If you take birth control pills, be aware that Zepbound may reduce their effectiveness during the first four weeks of treatment and for four weeks following each dose increase, requiring a discussion on alternative or supplementary forms of contraception with your healthcare provider.

Zepbound is generally not recommended to be used along with other GLP-1 or GIP/GLP-1 medications like Wegovy, Mounjaro, Victoza, or Ozempic, due to the potential for additive effects or increased risk of side effects. Zepbound can be taken along with insulin.

How is Zepbound stored?

Zepbound should be kept refrigerated between 36 to 46 degrees Fahrenheit (2 to 8 degrees Celsius). Do not freeze Zepbound and do not use the medication if it is or has been frozen. 
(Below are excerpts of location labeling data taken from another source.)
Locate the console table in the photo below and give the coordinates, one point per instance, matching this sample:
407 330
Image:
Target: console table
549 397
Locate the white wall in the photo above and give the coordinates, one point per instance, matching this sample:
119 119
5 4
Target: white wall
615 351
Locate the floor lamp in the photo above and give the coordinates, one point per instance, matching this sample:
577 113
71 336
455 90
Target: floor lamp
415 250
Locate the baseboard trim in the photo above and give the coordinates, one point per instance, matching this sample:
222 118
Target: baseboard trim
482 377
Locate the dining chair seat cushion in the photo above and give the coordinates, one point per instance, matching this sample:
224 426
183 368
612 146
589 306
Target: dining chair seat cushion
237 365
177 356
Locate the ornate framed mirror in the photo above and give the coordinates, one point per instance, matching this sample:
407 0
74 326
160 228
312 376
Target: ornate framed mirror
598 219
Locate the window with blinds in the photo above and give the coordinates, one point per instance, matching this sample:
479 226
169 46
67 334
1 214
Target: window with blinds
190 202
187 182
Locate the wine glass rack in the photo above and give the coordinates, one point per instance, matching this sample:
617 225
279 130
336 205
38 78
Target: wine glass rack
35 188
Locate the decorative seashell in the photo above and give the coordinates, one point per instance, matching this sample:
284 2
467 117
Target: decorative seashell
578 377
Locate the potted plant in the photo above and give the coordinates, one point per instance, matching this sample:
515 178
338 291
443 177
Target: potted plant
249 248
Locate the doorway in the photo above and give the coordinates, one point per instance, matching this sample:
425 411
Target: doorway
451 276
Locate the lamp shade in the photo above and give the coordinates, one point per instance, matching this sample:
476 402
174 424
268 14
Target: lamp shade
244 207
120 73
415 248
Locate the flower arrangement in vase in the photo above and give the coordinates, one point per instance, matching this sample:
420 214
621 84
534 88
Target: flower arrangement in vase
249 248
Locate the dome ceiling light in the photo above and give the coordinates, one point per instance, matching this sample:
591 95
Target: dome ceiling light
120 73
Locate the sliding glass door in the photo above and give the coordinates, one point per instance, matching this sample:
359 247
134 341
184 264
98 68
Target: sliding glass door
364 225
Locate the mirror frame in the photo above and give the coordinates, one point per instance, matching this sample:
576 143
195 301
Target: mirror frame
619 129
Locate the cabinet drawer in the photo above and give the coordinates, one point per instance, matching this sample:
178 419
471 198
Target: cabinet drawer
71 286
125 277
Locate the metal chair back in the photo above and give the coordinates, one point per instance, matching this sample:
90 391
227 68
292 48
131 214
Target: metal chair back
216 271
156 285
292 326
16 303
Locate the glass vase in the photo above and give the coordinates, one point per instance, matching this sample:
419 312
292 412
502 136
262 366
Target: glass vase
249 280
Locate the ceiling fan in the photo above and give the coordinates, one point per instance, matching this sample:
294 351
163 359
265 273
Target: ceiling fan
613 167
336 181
How can I get a prescription for Zepbound?

Talk to your doctor if you wish to get a prescription for Zepbound. They can see if you qualify based on your health history and BMI and/or waist circumference. 

Talk with your doctor if you do not qualify for Zepbound but are looking to lose weight. 

They may be able to recommend other FDA-approved weight-loss medications that may be a better fit for you, such as Wegovy. 

How much does Zepbound cost?

How much you pay for the medicine will depend on your insurance coverage. The list price for Zepbound is $1,059.87 for a 30-day supply of the medication. 

Most people with insurance coverage will not pay anywhere near the list price of the medication. However, coverage and costs do vary by insurance plan. 

Unfortunately, at this time, Medicare does not cover weight loss medications, including Zepbound. However, financial assistance or patient support programs offered by the medication’s manufacturer may be available to help reduce costs for eligible people.

Final thoughts

Zepbound marks a notable advancement in chronic weight management, offering a new option for adults who are obese or overweight with related health conditions. 

As with any medication, it’s important to consider the benefits against potential side effects and to use Zepbound as part of a broader health strategy that includes lifestyle changes. Cost and insurance coverage are also important factors to consider. 

If you are interested in using Zepbound for weight loss, speak with your healthcare provider to determine if it’s right for you.